Einfach nicht zu ignorieren
Neues zu Attentätern und einem CSU-Politiker
Die französische Tageszeitung »Le Monde« zeigt künftig keine Bilder mehr von Terroristen und will auf die Veröffentlichungen von IS-Propagandamaterial verzichten. Moralisch löblich, doch praktikabel? »Le Monde«, so schrieb deren Chefredakteur Jérôme Fenoglio, werde keine Bilder mehr veröffentlichen, »die aus den Propaganda-Dokumenten des Islamischen Staats stammen«. Auch wolle man keine Fotos von Attentätern mehr zeigen, um »eventuelle Effekte der posthumen Glorifizierung« zu vermeiden. Das ist moralisch löblich, doch aus verschiedenen Gründen wohl nicht zu vermeiden. Zumindest dann, wenn zu Hintergründen der Täter recherchiert wird und Schwachstellen der Strafverfolger offenlegt werden.
So kam nun heraus, dass einer der beiden Angreifer im nordfranzösischen Saint-Etienne-du-Rouvray ein polizeibekannter IS-Anhänger war. Deshalb trug er eine elektronische Fußfessel. Was ihn nicht daran hinderte, mit einem Komplizen die Kirche zu überfallen und einen Priester zu ermorden. Der 19-jährige Mann war auch den deutschen Behörden bekannt. Er hatte offenbar im März 2015 versucht, über München nach Syrien auszureisen. Dabei benutzte er den Pass seines Bruders, wurde erwischt und nach Frankreich zurückgeschickt. Zwei Monate später griff man ihn in der Türkei auf. Diesmal mit dem Pass eines Cousins.

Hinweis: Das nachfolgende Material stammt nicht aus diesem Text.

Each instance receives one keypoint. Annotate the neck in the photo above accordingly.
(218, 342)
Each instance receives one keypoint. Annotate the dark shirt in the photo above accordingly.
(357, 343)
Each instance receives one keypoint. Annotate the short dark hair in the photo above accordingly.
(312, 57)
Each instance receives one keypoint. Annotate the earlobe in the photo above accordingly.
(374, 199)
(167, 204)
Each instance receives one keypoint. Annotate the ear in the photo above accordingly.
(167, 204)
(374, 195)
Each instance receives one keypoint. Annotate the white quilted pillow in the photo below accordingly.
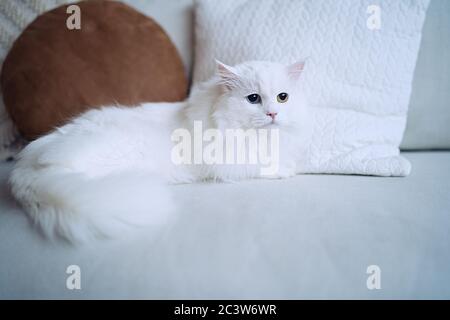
(358, 79)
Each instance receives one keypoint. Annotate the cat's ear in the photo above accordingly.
(227, 74)
(296, 69)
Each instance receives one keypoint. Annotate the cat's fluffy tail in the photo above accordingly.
(68, 204)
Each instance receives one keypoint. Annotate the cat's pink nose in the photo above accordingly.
(272, 115)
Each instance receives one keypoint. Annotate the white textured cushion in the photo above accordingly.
(429, 110)
(358, 80)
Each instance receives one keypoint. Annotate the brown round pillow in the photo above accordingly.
(119, 56)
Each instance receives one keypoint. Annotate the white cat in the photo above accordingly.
(108, 169)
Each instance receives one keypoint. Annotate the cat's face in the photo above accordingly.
(259, 94)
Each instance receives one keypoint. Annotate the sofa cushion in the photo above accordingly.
(358, 79)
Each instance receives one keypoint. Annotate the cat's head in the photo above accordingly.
(258, 94)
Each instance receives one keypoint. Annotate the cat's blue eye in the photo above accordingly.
(282, 97)
(254, 98)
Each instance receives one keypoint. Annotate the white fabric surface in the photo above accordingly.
(429, 111)
(358, 79)
(257, 239)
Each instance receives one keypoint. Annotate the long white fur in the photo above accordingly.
(108, 169)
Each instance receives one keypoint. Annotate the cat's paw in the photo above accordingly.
(282, 173)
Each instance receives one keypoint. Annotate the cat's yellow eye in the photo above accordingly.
(282, 97)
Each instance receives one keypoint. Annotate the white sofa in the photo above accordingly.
(312, 236)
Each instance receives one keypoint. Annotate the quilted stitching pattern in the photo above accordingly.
(358, 80)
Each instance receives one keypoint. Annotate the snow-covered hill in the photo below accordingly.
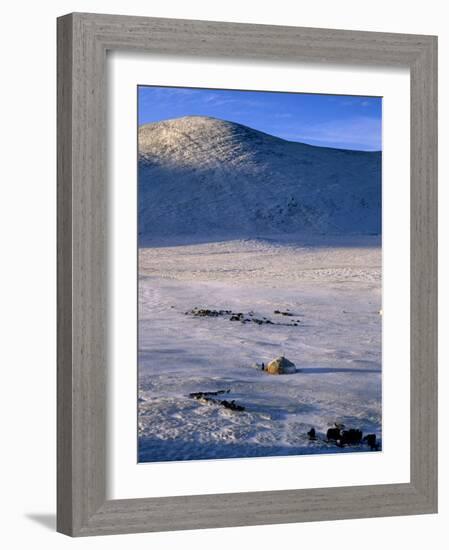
(201, 176)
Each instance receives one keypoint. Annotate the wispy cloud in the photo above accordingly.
(360, 132)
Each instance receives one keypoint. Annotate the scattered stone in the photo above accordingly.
(350, 437)
(280, 365)
(200, 394)
(239, 316)
(231, 405)
(285, 313)
(205, 397)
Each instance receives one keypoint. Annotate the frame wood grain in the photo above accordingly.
(83, 40)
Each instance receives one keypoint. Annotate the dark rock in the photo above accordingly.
(370, 440)
(280, 365)
(333, 434)
(351, 437)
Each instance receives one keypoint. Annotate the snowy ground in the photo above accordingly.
(333, 288)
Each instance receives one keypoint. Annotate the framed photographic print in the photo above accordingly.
(246, 274)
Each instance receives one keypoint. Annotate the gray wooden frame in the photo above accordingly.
(83, 40)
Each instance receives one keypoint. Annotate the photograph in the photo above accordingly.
(259, 239)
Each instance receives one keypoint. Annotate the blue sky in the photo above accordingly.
(347, 122)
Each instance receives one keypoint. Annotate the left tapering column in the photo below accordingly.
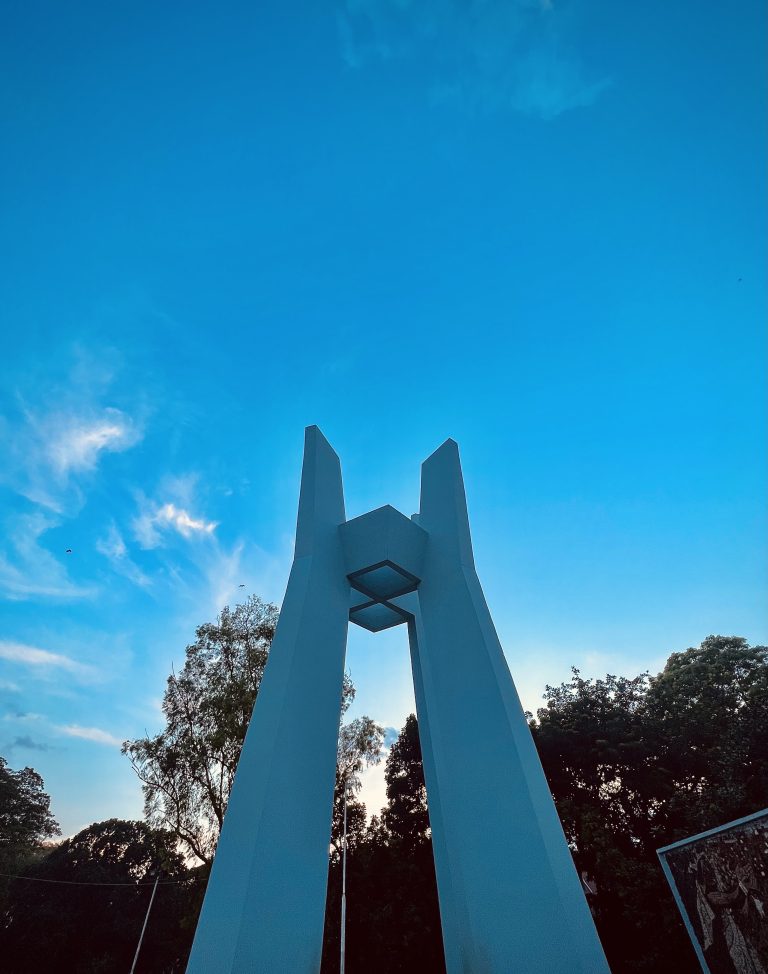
(265, 903)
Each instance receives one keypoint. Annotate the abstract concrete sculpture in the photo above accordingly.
(510, 898)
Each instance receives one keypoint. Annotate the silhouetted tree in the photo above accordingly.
(69, 917)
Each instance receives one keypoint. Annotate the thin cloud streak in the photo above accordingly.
(95, 734)
(149, 524)
(484, 57)
(43, 659)
(114, 548)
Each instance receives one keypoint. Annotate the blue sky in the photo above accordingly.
(536, 227)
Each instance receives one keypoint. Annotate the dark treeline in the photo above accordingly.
(633, 764)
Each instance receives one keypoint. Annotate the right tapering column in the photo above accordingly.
(510, 897)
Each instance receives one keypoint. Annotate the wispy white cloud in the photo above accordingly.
(27, 569)
(155, 519)
(48, 453)
(95, 734)
(43, 659)
(114, 548)
(481, 55)
(74, 443)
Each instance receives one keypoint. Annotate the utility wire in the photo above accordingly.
(74, 882)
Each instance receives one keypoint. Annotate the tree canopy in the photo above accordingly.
(85, 902)
(25, 814)
(188, 768)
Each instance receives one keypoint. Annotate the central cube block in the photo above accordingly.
(384, 554)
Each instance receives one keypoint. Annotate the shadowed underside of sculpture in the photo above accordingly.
(510, 898)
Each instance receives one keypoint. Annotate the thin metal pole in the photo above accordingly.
(344, 886)
(146, 918)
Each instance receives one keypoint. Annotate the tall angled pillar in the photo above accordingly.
(265, 903)
(510, 897)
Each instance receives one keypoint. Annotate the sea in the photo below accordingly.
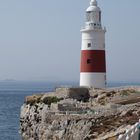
(12, 95)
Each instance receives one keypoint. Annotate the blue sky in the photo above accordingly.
(41, 40)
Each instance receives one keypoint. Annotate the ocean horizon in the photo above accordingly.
(12, 95)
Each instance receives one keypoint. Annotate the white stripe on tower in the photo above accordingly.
(93, 63)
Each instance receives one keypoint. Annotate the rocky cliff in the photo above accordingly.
(79, 114)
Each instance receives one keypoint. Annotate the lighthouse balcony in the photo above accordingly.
(92, 26)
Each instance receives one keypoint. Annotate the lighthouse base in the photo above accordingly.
(95, 80)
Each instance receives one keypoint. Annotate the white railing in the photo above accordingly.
(132, 133)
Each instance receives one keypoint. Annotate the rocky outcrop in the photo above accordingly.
(97, 117)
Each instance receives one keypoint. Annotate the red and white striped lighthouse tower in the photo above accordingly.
(93, 64)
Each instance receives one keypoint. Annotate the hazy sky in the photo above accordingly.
(41, 39)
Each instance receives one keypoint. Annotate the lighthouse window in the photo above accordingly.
(89, 45)
(88, 61)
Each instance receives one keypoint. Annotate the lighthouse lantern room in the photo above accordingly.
(93, 64)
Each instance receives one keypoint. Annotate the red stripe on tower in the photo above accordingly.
(93, 61)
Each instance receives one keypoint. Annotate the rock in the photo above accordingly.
(41, 118)
(33, 99)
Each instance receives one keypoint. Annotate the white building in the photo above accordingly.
(93, 65)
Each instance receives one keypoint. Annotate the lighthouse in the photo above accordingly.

Auch der Attentäter, der im bayerischen Ansbach eine Bombe zündete, gibt Rätsel auf. War er in Syrien ein militanter Kämpfer, der dort durch den Krieg Frau und Kinder verlor? Kam er nach Europa, um – durch Splitter verletzt – einen Ruheraum zu finden? Oder war er nur ein harmloser Flüchtling, den der IS Anfang 2014 in Bulgarien angeworben hat.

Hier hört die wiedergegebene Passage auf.